A Mangueira quer urbanização, quer saúde, quer saneamento, quer educação, quer dignidade e quer, acima de tudo, que aquilo que a sustentou durante anos de esquecimento por parte da sociedade, tenha agora o devido valor e reconhecimento. E enquanto o poder público reforma quadras de escolas de samba Rio de Janeiro afora, a Mangueira, reduto de bambas e que cujo prestígio ajudou a transformar o carnaval carioca na festa popular mais famosa do planeta está lá, ainda à mercê da boa vontade.

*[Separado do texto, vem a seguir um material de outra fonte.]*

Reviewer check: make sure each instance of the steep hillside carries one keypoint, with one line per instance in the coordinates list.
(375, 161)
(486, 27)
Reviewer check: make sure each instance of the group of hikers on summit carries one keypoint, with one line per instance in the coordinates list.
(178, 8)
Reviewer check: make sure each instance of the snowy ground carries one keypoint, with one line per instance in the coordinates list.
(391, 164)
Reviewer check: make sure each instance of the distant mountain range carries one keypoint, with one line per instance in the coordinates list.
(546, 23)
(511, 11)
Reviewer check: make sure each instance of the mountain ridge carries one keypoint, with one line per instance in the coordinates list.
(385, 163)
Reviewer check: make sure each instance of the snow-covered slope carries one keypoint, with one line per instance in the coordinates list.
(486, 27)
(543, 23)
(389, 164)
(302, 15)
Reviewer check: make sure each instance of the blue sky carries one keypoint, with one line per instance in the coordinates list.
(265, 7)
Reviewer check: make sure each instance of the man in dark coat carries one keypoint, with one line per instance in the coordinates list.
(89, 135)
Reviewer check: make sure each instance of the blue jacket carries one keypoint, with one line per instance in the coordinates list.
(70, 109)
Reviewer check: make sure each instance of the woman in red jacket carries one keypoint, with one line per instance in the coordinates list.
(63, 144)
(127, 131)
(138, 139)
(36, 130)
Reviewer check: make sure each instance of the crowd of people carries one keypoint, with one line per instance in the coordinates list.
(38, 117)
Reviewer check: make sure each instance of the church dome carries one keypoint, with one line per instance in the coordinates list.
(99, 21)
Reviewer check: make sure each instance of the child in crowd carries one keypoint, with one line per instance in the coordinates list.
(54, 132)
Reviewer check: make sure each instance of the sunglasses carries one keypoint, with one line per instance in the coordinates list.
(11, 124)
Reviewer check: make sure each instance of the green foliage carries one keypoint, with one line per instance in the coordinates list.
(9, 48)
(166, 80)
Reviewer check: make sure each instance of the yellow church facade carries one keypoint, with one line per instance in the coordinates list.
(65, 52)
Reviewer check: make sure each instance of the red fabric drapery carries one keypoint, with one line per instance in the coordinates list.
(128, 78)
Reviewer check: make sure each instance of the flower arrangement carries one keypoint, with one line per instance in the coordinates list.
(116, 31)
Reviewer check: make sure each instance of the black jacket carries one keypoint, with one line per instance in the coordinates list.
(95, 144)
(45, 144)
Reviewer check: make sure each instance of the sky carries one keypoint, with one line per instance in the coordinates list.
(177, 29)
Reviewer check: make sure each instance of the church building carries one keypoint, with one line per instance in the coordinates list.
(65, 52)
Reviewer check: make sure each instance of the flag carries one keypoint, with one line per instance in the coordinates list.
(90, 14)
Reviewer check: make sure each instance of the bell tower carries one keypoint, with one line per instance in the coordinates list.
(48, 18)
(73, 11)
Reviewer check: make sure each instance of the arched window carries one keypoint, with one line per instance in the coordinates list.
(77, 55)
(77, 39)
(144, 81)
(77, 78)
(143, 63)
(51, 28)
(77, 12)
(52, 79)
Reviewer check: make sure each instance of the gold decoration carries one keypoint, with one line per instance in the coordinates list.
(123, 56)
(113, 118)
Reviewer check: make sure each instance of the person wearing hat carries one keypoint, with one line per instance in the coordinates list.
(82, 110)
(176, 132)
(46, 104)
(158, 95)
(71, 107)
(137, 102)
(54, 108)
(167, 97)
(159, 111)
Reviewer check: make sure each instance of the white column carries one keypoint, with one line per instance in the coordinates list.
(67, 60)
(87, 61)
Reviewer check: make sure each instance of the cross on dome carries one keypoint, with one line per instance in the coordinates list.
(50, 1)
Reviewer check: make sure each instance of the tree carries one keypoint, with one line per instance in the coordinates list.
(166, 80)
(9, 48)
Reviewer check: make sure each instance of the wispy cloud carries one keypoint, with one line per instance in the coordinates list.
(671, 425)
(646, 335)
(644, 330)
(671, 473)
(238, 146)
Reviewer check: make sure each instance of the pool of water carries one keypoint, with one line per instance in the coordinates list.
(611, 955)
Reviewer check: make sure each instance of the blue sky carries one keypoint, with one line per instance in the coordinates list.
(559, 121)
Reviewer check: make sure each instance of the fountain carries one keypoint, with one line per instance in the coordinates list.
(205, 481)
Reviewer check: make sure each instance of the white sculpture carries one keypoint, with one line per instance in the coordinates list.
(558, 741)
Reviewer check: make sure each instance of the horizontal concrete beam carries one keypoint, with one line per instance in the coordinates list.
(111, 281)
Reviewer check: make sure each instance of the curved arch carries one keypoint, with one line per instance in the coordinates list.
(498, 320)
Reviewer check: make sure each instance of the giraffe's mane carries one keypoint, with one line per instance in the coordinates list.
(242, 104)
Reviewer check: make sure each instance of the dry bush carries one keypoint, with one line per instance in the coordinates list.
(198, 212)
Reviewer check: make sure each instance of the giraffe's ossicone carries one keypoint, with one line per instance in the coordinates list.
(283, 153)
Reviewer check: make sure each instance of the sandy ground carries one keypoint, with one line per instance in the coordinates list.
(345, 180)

Por tudo isso é que a Mangueira vem clamando por um NOVO PALÁCIO DO SAMBA! Porque é no samba que a Mangueira se sustenta, se dignifica e se torna forte. Um novo espaço onde possa não apenas servir de palco para seus ensaios, mas onde possa fazer cidadania, oferecendo alternativas a mais pessoas daquele lugar, oferecendo cultura, lazer, entretenimento, educação, qualificação, capacitação e uma coisa que é fundamental para qualquer cidadão: DIGNIDADE!
A Mangueira não produz torcedores de escola de samba. Ela produz MANGUEIRENSES! Porque MANGUEIRENSE é um estado de espírito!